Red Hat Bugzilla – Bug 869819
New 'compression attack' backport ready for corner case security matter
Last modified: 2013-12-02 08:03:22 EST
Description of problem:
It appears a httpd attack through mod_ssl has been identified, and a fix back-ported upstream into Apache 2.2
Version-Release number of selected component (if applicable):
seen during an audit at: https://www.ssllabs.com/ssltest/analyze.html
Steps to Reproduce:
deploy a unit, updated to current and hardened against 'Beast' and one still gets:
Secure Renegotiation Supported, with client-initiated renegotiation disabled
Insecure Renegotiation Not supported
BEAST attack Not vulnerable
Compression Yes INSECURE (more info)
with an outlink to:
The noted exception
See bug 857051, comment 5 for a way to disable SSL compression in existing httpd versions in Red Hat Enterprise Linux 5 and 6.
There's an ongoing debate on whether or not to change the OpenSSL default on compression. If this does change, the httpd config option will not be necessary and would work in unexpected ways. So we are not planning to add this feature to httpd at the current time.
See Tomas's link above for a method to forcibly disable SSL compression support in httpd.
This request was evaluated by Red Hat Product Management for
inclusion in the current release of Red Hat Enterprise Linux.

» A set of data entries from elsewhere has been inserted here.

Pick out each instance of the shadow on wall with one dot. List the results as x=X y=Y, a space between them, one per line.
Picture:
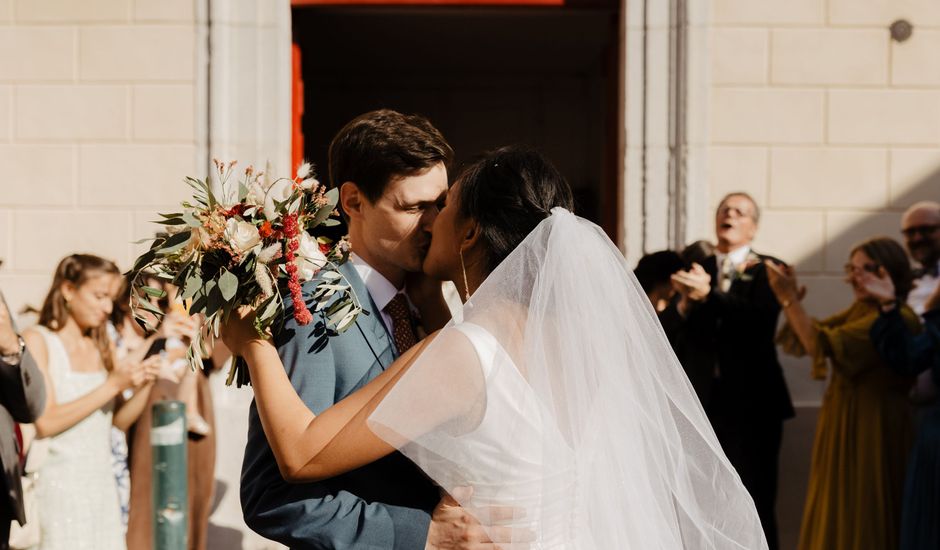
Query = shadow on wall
x=828 y=294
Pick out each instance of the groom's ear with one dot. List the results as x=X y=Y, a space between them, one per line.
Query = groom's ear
x=350 y=198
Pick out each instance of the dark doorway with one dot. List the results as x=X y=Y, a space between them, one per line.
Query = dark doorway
x=485 y=76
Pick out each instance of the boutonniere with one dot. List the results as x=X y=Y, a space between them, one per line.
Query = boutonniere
x=741 y=272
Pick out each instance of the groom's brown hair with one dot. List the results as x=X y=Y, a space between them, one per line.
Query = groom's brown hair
x=379 y=146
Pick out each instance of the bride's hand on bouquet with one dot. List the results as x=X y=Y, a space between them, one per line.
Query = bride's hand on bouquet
x=238 y=332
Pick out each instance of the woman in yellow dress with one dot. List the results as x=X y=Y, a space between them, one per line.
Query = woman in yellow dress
x=864 y=430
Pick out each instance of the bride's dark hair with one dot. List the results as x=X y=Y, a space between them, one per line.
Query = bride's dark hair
x=508 y=192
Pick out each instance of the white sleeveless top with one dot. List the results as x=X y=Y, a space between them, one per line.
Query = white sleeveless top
x=76 y=488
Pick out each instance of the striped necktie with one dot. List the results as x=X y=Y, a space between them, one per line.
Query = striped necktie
x=403 y=328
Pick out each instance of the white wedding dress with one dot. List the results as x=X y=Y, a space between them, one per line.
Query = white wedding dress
x=559 y=396
x=76 y=488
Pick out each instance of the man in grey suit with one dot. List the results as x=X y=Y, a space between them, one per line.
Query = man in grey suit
x=391 y=170
x=22 y=399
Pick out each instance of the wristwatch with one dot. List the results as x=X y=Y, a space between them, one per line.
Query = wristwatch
x=15 y=357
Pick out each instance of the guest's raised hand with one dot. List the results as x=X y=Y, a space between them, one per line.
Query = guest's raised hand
x=879 y=285
x=239 y=330
x=9 y=342
x=783 y=282
x=694 y=284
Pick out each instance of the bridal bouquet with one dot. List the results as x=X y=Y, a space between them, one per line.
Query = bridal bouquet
x=247 y=246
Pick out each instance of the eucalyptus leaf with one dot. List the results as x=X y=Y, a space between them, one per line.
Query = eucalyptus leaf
x=144 y=260
x=335 y=318
x=144 y=304
x=347 y=321
x=215 y=301
x=191 y=220
x=228 y=285
x=155 y=292
x=333 y=197
x=170 y=221
x=175 y=242
x=192 y=285
x=322 y=214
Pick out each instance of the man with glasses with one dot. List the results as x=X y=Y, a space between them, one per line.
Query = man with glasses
x=920 y=226
x=727 y=312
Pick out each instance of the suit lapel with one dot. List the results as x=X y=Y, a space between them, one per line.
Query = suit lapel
x=369 y=326
x=710 y=265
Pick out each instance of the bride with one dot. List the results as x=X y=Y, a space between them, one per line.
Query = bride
x=557 y=396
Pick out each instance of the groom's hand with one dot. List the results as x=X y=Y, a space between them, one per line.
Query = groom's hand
x=453 y=528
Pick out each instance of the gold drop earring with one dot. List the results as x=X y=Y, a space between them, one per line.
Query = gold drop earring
x=466 y=286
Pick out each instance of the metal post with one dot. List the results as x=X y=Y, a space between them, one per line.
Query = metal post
x=170 y=499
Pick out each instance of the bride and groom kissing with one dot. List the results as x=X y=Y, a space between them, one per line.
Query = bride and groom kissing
x=552 y=415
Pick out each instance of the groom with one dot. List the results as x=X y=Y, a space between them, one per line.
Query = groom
x=392 y=172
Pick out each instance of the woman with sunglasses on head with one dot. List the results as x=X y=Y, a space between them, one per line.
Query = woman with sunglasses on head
x=864 y=430
x=85 y=383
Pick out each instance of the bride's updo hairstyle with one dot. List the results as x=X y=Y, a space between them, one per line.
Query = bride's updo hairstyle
x=508 y=192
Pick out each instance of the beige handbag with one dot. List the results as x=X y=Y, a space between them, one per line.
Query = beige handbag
x=24 y=537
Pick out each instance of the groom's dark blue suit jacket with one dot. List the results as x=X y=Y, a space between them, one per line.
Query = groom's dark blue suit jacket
x=384 y=505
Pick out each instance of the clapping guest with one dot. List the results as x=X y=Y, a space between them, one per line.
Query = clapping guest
x=864 y=428
x=200 y=449
x=912 y=354
x=132 y=343
x=694 y=345
x=727 y=304
x=920 y=226
x=77 y=494
x=654 y=272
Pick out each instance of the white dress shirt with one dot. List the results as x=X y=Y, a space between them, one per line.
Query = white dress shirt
x=380 y=289
x=923 y=288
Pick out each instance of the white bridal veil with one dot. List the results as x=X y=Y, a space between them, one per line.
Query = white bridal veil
x=559 y=395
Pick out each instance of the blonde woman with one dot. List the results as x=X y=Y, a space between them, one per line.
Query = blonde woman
x=77 y=493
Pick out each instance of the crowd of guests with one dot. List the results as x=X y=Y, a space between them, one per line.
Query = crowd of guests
x=871 y=485
x=87 y=374
x=99 y=371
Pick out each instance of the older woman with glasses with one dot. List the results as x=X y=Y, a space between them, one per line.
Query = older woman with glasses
x=864 y=430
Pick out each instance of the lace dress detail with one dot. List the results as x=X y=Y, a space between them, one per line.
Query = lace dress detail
x=77 y=493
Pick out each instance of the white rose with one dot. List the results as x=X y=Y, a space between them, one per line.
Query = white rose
x=309 y=183
x=309 y=258
x=279 y=191
x=255 y=194
x=199 y=239
x=243 y=236
x=304 y=170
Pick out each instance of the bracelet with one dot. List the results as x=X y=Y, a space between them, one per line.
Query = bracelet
x=889 y=306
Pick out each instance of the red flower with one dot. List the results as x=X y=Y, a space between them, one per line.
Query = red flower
x=292 y=232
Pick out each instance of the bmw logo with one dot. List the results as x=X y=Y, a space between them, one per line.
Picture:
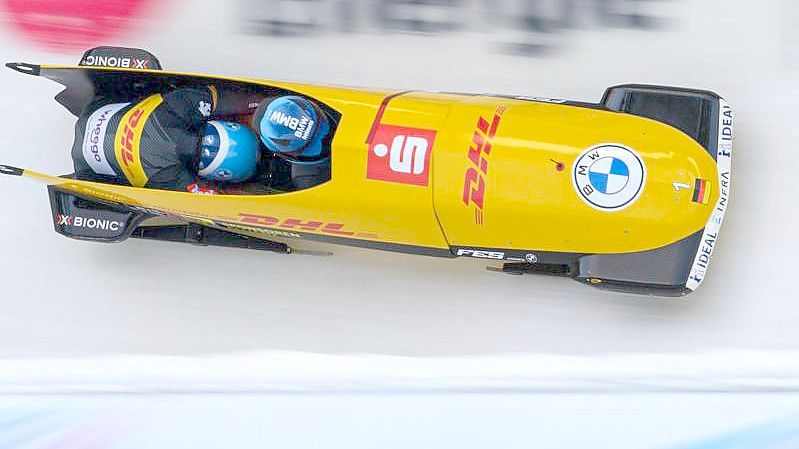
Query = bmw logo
x=609 y=177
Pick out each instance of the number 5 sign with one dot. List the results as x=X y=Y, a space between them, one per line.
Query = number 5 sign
x=400 y=154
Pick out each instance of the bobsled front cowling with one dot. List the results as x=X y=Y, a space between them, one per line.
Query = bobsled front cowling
x=513 y=174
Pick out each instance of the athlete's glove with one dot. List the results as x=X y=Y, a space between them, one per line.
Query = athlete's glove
x=202 y=189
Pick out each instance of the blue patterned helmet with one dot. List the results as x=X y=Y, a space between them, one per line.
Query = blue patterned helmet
x=229 y=152
x=292 y=125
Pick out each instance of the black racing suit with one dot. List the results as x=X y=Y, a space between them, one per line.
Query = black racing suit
x=149 y=143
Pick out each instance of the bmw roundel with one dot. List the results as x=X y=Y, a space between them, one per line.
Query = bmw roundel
x=609 y=176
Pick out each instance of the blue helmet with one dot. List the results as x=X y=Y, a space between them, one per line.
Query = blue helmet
x=293 y=126
x=229 y=152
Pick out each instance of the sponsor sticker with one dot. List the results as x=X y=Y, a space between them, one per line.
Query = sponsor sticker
x=474 y=180
x=300 y=225
x=481 y=254
x=400 y=154
x=711 y=231
x=609 y=176
x=128 y=139
x=94 y=138
x=115 y=61
x=701 y=193
x=89 y=223
x=302 y=126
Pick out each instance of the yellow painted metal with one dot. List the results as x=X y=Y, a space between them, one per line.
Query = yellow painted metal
x=529 y=203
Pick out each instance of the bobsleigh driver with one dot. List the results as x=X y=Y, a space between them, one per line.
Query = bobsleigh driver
x=174 y=141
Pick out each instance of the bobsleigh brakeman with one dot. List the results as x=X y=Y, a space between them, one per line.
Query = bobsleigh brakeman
x=627 y=194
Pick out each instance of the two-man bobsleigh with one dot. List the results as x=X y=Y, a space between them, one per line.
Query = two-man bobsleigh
x=627 y=194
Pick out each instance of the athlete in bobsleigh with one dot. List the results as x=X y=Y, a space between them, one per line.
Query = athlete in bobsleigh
x=185 y=145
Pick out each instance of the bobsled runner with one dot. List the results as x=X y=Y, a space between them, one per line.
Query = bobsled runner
x=627 y=194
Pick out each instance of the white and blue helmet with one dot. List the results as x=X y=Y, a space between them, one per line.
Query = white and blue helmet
x=293 y=126
x=229 y=152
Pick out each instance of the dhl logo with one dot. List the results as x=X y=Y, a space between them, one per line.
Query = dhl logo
x=128 y=139
x=474 y=181
x=301 y=225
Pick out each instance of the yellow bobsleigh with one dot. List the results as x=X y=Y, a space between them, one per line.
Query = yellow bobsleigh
x=627 y=194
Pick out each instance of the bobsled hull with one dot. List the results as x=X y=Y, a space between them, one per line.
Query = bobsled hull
x=627 y=194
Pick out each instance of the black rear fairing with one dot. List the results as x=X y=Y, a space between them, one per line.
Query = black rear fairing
x=689 y=110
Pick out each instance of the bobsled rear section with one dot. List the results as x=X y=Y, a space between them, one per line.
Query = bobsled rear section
x=678 y=268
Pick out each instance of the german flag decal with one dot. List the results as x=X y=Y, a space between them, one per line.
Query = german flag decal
x=701 y=191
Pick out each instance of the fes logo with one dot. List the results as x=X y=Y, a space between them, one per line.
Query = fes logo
x=609 y=177
x=400 y=154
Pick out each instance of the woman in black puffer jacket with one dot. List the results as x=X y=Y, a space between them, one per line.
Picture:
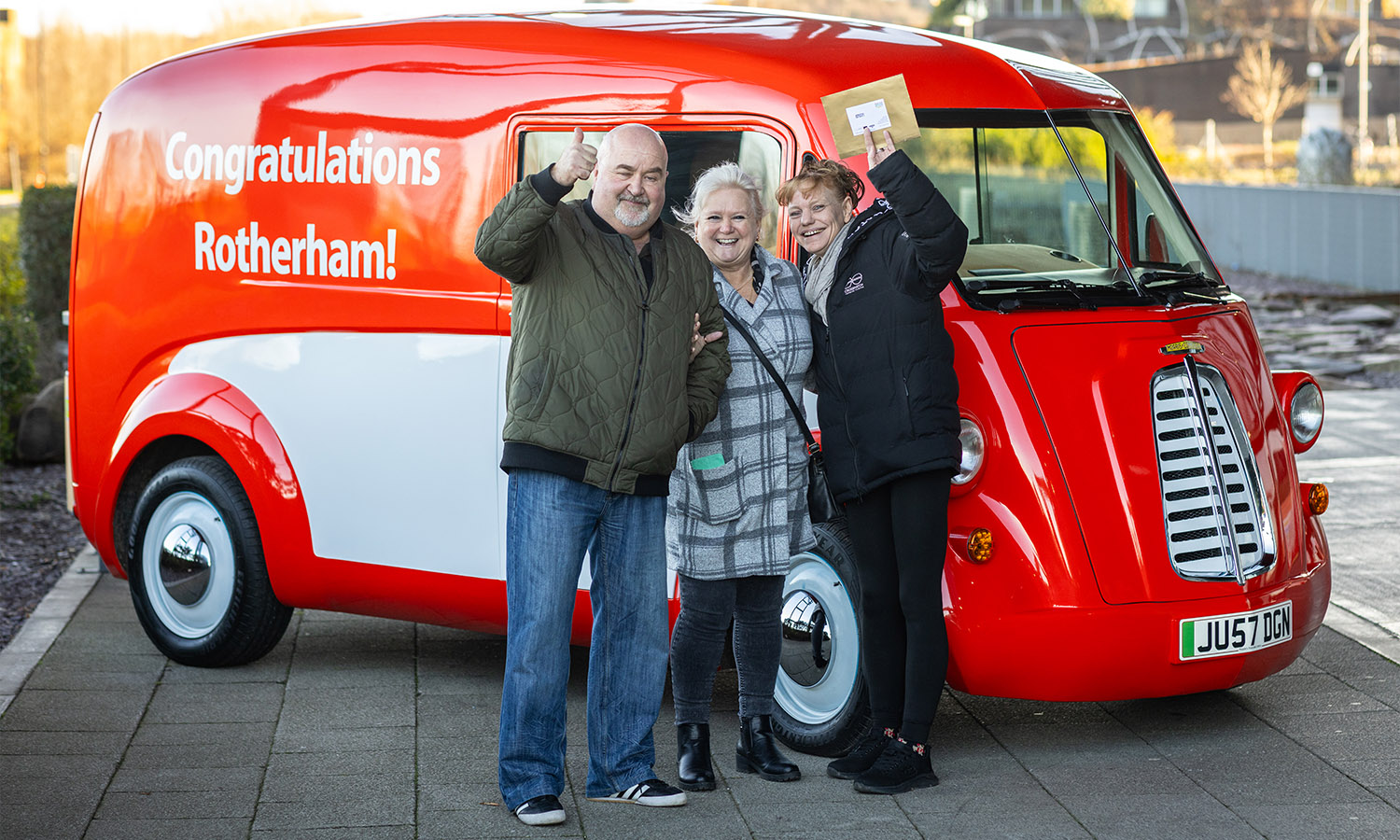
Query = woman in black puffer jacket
x=888 y=409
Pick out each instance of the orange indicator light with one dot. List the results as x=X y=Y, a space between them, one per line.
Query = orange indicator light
x=979 y=545
x=1318 y=498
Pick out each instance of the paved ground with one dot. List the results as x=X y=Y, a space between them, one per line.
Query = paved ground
x=371 y=728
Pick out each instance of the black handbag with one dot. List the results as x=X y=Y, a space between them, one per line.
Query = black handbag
x=820 y=503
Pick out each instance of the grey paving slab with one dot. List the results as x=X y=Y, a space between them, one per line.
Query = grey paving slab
x=341 y=833
x=321 y=738
x=227 y=804
x=1153 y=817
x=142 y=780
x=76 y=711
x=202 y=703
x=55 y=766
x=212 y=733
x=333 y=814
x=310 y=787
x=195 y=755
x=344 y=763
x=1354 y=820
x=167 y=829
x=492 y=823
x=61 y=744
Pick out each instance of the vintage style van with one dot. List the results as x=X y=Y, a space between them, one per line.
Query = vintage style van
x=286 y=384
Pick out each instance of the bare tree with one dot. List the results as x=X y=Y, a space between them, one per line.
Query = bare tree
x=1262 y=90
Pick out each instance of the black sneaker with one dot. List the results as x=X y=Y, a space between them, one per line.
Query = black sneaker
x=862 y=755
x=540 y=811
x=651 y=792
x=903 y=766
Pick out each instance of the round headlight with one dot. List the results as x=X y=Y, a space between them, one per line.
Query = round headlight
x=973 y=450
x=1305 y=413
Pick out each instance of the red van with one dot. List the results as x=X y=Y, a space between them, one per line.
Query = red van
x=286 y=363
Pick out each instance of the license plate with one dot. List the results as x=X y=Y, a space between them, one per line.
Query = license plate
x=1237 y=633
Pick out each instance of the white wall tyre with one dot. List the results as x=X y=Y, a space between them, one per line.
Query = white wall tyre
x=196 y=567
x=822 y=706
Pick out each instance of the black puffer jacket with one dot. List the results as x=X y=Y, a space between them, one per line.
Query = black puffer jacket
x=887 y=391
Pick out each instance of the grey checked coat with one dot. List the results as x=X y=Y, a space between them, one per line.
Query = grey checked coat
x=749 y=515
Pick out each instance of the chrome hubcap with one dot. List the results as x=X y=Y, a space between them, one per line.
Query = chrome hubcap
x=188 y=565
x=820 y=643
x=185 y=565
x=806 y=640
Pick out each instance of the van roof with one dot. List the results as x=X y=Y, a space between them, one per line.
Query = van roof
x=804 y=56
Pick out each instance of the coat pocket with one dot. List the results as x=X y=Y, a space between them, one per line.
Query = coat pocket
x=717 y=497
x=531 y=386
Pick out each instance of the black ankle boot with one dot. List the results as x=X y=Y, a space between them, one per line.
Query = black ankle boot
x=693 y=758
x=862 y=755
x=902 y=766
x=759 y=753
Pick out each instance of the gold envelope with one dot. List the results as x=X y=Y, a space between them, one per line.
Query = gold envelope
x=874 y=104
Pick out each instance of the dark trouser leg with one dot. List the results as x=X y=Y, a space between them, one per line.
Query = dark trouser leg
x=918 y=512
x=697 y=643
x=901 y=535
x=881 y=618
x=758 y=640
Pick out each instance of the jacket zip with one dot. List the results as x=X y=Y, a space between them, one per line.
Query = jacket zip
x=846 y=408
x=641 y=357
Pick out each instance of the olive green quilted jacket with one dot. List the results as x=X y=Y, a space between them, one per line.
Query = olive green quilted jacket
x=599 y=364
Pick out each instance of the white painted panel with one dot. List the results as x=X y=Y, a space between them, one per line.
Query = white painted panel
x=394 y=437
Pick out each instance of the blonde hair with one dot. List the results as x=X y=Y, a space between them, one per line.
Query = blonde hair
x=727 y=175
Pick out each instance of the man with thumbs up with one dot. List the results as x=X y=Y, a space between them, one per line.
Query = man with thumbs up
x=618 y=357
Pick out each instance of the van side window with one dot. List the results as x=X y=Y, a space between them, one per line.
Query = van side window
x=689 y=154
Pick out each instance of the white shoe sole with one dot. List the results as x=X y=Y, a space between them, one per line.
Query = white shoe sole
x=672 y=801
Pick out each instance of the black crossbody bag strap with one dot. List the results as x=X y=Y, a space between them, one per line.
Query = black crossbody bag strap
x=812 y=448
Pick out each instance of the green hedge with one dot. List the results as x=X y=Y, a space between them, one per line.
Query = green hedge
x=19 y=338
x=45 y=246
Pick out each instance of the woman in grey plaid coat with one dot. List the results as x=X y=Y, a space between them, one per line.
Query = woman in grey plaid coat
x=736 y=510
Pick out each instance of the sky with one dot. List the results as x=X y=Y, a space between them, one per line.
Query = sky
x=192 y=17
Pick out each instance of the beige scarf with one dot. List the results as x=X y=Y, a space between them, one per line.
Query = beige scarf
x=820 y=273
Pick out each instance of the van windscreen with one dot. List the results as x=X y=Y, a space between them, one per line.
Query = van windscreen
x=1063 y=209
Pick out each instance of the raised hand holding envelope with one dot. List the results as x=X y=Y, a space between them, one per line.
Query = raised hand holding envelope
x=878 y=105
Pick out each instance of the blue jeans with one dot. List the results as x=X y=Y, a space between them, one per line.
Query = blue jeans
x=551 y=523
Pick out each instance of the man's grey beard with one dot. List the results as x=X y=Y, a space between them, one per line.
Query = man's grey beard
x=632 y=213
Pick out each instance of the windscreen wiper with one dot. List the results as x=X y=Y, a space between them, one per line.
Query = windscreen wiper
x=1181 y=282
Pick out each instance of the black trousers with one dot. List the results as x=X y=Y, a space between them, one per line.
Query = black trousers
x=901 y=537
x=697 y=641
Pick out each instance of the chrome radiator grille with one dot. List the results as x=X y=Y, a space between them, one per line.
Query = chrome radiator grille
x=1217 y=523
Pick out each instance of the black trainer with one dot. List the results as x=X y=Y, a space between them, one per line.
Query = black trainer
x=903 y=766
x=540 y=811
x=651 y=792
x=862 y=755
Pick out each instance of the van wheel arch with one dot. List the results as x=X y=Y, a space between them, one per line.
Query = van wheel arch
x=139 y=473
x=196 y=568
x=820 y=703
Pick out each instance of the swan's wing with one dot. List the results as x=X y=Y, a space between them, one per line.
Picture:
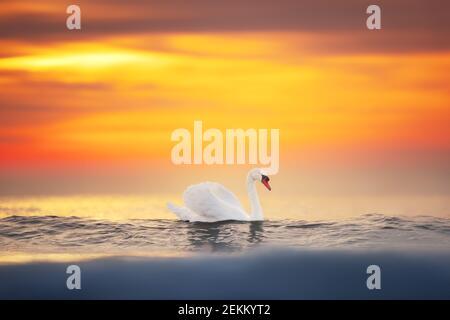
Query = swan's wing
x=224 y=194
x=212 y=201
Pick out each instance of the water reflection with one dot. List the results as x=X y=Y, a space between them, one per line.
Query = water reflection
x=224 y=236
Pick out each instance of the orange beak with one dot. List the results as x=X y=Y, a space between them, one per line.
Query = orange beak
x=265 y=181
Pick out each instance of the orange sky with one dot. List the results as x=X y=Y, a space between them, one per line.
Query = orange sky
x=109 y=96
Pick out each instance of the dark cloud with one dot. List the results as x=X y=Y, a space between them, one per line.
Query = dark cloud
x=407 y=24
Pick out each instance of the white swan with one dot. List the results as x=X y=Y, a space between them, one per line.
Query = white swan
x=210 y=201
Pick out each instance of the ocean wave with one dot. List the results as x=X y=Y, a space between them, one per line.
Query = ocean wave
x=370 y=231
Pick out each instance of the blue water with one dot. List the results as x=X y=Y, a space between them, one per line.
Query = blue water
x=281 y=259
x=373 y=231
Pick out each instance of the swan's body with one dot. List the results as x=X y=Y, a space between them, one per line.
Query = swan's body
x=210 y=201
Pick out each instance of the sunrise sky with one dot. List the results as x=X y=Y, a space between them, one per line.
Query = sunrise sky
x=92 y=110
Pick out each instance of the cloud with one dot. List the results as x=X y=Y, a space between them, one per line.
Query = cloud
x=407 y=24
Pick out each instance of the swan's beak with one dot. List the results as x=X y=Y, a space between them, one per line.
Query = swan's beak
x=265 y=181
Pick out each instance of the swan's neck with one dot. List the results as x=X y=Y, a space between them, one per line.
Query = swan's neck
x=256 y=212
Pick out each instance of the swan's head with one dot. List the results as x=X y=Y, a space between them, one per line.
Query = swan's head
x=259 y=175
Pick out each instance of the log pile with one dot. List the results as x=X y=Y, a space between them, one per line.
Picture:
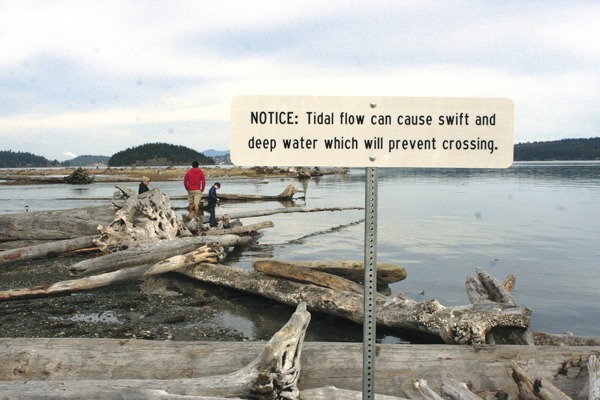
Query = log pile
x=79 y=177
x=288 y=368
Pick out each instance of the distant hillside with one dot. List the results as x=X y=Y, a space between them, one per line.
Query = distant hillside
x=215 y=153
x=565 y=149
x=11 y=159
x=87 y=160
x=158 y=154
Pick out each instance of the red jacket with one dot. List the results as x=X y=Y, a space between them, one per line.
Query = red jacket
x=194 y=179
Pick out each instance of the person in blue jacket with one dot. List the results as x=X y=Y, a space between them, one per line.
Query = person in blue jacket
x=213 y=200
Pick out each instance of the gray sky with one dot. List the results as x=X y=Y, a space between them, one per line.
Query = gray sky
x=97 y=77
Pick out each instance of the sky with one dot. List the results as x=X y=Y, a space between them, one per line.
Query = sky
x=97 y=77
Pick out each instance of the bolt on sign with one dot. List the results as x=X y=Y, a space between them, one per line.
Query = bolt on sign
x=337 y=131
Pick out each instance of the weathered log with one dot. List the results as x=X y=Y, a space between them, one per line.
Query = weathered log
x=594 y=374
x=458 y=390
x=262 y=213
x=565 y=339
x=55 y=225
x=157 y=221
x=207 y=253
x=287 y=194
x=353 y=270
x=418 y=389
x=237 y=230
x=485 y=368
x=306 y=275
x=152 y=252
x=539 y=388
x=45 y=249
x=333 y=393
x=458 y=325
x=487 y=291
x=273 y=374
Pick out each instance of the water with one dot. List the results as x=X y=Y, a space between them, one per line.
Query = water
x=539 y=221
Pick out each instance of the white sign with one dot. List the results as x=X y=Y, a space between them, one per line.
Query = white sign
x=332 y=131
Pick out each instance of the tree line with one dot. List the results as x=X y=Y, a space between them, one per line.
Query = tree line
x=563 y=150
x=158 y=154
x=168 y=154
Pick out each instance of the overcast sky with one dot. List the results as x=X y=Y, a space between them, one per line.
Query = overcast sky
x=97 y=77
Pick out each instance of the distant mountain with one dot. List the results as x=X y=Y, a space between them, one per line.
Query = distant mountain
x=87 y=160
x=215 y=153
x=158 y=154
x=12 y=159
x=565 y=149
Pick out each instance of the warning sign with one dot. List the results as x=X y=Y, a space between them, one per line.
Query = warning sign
x=335 y=131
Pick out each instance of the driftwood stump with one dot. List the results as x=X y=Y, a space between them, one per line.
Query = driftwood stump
x=157 y=221
x=273 y=374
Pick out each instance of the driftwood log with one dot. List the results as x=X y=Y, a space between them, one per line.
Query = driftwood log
x=45 y=249
x=352 y=270
x=158 y=222
x=153 y=252
x=287 y=194
x=55 y=225
x=458 y=325
x=73 y=223
x=486 y=369
x=207 y=253
x=273 y=374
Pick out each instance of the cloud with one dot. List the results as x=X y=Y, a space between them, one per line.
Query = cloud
x=69 y=155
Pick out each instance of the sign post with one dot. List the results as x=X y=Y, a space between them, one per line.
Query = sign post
x=371 y=132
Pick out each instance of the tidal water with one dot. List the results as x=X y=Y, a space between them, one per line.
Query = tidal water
x=538 y=221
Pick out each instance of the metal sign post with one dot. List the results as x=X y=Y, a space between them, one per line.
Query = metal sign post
x=370 y=284
x=371 y=132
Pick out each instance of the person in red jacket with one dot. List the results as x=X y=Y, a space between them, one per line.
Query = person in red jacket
x=194 y=182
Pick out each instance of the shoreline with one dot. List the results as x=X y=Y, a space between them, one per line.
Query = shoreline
x=118 y=174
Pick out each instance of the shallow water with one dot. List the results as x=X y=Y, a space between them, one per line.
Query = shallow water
x=539 y=221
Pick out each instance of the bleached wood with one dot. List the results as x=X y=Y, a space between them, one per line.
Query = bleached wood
x=273 y=374
x=151 y=252
x=456 y=325
x=418 y=389
x=45 y=249
x=333 y=393
x=206 y=253
x=354 y=270
x=458 y=390
x=486 y=368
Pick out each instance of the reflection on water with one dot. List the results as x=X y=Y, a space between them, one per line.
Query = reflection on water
x=539 y=221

Because the affected component is not scheduled to be updated
in the current release, Red Hat is unable to address this
request at this time.
Red Hat invites you to ask your support representative to
propose this request, if appropriate, in the next release of
Red Hat Enterprise Linux.
(In reply to Joe Orton from comment #6)
> There's an ongoing debate on whether or not to change the OpenSSL default on
Note that openssl packages in Red Hat Enterprise Linux and Fedora were changed to disable compression by default:
SSLCompression on does not re-enable compression in httpd/mod_ssl.
Given that the OpenSSL default is now "compression off"... and we have no way to programatically enable SSL/TLS compression via mod_ssl, there does not seem to be any need to add the "SSLCompression" directive any more.